Abstract:
Generative AI has advanced rapidly in language and vision, driven by massive image–text datasets and scaled models. These gains are increasingly enabling robots with open-world perception and reasoning. Yet progress toward generalist robots is constrained by the scarcity of large-scale, high-quality interaction data, which limits real-world generalization and action-level reasoning. While MLLM-based systems show promise especially for acquiring low-level skills in everyday settings. My research focuses on moving beyond data scaling alone by formalizing and leveraging reasoning as a core principle for building truly generalist robotic models. In this talk, I will present three recent works that aim to bridge the gap between rich semantic world knowledge in MLLMs and actionable robot control. I will begin with AHA, a vision-language model that reasons about failures in robotic manipulation and improves the robustness of existing systems. Building on this, I will introduce SAM2Act, a 3D generalist robotic model with a memory-centric architecture capable of performing high-precision manipulation tasks while retaining and reasoning over past observations. Finally, I will present MolmoAct, AI2’s flagship robotic foundation model for spatial reasoning, designed as a generalist system that can be post-trained for a wide range of downstream manipulation tasks.
Bio:
Jiafei Duan is a Ph.D. candidate in Computer Science & Engineering at the University of Washington, advised by Professors Dieter Fox and Ranjay Krishna.

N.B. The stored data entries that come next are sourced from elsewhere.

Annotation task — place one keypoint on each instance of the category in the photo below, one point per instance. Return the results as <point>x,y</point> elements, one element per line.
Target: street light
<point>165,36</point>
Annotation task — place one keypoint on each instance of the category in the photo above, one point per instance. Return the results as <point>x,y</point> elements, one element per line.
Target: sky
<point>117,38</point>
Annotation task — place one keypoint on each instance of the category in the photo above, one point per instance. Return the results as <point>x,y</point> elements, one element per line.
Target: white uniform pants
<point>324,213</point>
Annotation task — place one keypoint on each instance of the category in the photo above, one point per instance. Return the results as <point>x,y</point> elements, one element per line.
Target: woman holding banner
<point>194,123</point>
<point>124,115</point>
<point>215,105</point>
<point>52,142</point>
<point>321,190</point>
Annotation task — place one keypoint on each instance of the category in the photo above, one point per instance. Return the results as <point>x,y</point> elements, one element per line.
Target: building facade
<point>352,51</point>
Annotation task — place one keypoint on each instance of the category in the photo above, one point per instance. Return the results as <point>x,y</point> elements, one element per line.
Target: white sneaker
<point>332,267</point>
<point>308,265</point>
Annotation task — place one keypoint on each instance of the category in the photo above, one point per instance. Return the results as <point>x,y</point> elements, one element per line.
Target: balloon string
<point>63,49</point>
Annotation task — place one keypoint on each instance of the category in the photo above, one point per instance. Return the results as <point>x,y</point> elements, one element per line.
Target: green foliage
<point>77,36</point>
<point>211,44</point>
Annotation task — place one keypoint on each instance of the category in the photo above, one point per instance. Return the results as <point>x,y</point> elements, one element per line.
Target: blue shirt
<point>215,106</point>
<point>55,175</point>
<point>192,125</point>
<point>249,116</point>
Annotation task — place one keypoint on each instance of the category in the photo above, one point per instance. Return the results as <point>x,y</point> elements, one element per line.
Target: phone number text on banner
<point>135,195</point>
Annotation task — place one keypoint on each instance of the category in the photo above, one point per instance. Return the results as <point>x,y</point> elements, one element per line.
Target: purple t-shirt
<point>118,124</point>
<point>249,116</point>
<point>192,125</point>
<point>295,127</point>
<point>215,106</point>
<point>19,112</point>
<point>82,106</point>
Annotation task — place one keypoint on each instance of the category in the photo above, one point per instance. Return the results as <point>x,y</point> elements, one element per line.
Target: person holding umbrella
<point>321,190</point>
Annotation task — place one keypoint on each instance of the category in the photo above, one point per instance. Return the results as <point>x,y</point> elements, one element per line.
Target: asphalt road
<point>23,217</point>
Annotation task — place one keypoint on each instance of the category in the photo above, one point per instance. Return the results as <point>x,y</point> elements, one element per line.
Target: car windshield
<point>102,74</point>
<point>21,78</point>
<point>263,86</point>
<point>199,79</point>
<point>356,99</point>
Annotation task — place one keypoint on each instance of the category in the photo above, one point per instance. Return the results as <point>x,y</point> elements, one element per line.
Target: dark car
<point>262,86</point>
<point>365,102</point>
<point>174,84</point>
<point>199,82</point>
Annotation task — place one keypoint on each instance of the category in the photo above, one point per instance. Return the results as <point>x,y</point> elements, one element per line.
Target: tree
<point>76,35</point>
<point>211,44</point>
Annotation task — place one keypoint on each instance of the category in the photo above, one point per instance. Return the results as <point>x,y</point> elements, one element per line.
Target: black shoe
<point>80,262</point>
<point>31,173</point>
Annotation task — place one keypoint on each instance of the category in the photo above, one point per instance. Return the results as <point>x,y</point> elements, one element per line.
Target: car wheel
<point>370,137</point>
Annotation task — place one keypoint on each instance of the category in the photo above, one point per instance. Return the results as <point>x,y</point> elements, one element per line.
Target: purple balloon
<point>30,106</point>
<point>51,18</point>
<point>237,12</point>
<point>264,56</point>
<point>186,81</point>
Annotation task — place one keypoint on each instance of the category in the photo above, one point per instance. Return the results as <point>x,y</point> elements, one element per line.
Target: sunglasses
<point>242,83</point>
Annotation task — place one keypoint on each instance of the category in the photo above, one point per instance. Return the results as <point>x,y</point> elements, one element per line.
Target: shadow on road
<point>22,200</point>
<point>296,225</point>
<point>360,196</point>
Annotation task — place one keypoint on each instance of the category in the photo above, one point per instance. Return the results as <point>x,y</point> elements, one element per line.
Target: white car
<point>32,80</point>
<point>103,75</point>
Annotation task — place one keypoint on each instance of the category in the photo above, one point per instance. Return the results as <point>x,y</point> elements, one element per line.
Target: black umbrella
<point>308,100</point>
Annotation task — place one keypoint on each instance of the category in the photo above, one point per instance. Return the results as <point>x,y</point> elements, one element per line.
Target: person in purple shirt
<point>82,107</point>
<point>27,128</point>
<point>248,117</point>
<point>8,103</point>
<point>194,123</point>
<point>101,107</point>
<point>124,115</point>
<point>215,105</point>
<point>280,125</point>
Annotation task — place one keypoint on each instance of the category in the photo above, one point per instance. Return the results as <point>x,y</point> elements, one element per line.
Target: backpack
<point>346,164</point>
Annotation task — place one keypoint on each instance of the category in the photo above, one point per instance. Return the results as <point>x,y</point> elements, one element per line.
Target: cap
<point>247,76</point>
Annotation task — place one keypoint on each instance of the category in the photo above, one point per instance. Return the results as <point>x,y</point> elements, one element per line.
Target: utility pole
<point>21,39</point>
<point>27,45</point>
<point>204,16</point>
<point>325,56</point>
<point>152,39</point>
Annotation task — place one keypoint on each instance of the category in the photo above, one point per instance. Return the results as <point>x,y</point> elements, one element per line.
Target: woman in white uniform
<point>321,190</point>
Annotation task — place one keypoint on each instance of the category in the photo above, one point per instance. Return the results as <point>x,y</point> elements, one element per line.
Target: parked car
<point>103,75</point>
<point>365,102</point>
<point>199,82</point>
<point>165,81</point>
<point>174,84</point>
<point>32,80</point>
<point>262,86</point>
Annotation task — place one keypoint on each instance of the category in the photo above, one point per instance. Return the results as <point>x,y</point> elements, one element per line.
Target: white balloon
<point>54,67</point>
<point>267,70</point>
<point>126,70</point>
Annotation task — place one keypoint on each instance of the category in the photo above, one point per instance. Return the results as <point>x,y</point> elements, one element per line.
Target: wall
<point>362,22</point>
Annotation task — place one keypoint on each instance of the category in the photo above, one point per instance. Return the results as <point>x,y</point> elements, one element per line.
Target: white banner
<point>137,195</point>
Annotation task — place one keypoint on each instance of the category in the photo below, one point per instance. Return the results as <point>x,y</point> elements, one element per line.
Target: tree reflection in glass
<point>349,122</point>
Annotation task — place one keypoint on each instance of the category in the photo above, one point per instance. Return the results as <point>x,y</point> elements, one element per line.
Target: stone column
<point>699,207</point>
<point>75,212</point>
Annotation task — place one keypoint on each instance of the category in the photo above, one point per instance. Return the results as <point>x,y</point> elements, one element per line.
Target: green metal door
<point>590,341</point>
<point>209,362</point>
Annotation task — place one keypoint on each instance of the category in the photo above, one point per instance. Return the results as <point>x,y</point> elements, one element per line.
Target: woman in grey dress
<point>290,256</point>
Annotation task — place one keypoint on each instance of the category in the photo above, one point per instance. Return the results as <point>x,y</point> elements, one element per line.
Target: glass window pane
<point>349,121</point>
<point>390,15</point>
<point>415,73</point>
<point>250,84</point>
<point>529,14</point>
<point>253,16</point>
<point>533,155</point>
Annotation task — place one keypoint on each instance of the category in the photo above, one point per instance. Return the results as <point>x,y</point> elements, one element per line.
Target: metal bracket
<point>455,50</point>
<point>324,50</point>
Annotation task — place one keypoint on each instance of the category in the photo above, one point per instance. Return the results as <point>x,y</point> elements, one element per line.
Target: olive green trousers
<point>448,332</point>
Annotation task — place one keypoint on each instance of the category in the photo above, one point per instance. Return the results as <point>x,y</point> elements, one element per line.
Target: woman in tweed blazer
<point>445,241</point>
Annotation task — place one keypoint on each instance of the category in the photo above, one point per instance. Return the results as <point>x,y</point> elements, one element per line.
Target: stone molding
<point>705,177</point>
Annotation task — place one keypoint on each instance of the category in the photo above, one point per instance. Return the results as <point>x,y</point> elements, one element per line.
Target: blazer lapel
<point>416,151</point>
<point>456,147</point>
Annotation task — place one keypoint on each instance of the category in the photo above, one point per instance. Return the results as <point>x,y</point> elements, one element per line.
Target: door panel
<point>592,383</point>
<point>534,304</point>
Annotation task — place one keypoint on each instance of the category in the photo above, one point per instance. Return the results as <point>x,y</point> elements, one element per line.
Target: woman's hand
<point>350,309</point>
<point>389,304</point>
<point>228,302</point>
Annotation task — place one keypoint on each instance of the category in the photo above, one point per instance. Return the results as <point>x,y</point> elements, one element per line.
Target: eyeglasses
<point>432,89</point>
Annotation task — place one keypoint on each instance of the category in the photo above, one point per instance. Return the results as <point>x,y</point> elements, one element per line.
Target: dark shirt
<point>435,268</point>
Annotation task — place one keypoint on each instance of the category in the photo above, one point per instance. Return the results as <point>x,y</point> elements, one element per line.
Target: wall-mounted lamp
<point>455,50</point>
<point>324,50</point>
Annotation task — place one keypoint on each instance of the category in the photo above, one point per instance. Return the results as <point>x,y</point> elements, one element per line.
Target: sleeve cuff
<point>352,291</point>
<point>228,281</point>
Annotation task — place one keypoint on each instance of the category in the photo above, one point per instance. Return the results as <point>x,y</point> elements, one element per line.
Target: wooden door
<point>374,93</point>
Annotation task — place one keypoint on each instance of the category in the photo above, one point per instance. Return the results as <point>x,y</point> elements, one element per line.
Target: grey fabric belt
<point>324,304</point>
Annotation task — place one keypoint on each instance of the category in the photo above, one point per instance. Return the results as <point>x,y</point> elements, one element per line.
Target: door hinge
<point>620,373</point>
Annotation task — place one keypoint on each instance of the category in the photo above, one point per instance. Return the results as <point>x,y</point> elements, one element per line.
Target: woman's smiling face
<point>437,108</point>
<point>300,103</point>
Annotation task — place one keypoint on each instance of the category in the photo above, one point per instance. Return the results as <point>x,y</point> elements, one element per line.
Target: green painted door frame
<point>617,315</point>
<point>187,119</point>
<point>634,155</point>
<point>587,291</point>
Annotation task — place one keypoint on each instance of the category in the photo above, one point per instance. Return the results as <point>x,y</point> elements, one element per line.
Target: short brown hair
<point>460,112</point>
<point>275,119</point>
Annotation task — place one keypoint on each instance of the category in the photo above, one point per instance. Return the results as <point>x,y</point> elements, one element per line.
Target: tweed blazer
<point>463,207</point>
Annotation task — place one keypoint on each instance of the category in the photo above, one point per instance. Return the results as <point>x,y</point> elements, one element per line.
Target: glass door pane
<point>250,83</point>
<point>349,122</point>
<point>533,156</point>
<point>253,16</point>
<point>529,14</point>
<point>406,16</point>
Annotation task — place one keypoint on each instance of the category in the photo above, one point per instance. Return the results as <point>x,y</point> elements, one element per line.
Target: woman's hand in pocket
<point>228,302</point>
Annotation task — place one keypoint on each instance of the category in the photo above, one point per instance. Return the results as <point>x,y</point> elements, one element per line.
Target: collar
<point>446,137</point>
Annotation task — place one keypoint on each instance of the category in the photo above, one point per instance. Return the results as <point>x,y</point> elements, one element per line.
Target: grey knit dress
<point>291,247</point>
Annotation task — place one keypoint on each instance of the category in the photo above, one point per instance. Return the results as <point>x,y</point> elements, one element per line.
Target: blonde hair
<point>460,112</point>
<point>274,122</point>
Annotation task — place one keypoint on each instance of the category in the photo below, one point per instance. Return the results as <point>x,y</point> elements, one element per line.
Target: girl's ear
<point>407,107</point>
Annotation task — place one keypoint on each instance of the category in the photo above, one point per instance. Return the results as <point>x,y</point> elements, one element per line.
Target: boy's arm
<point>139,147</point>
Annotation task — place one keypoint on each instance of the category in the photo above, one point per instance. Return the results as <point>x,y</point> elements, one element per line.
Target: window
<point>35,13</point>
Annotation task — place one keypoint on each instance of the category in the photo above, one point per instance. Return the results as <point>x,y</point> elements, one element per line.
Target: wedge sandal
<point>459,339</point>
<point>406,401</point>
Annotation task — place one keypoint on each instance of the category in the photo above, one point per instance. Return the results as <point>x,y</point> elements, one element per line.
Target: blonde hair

His research focuses on foundation models for robotics, with an emphasis on developing scalable data collection and generation methods, grounding vision-language models in robotic reasoning, and advancing robust generalization in robot learning. His work has been featured in MIT Technology Review, GreekWire, VentureBeat, and Business Wire. Jiafei’s research has been published in top AI and robotics venues, including ICLR, ICML, RSS, CoRL, ECCV, IJCAI, CoLM, and EMNLP, and has earned awards such as Best Paper at Ubiquitous Robots 2023 and a Spotlight at ICLR 2024. He is a recipient of both the ASTAR National Science PhD Scholarship and the ASTAR Undergraduate Scholarship.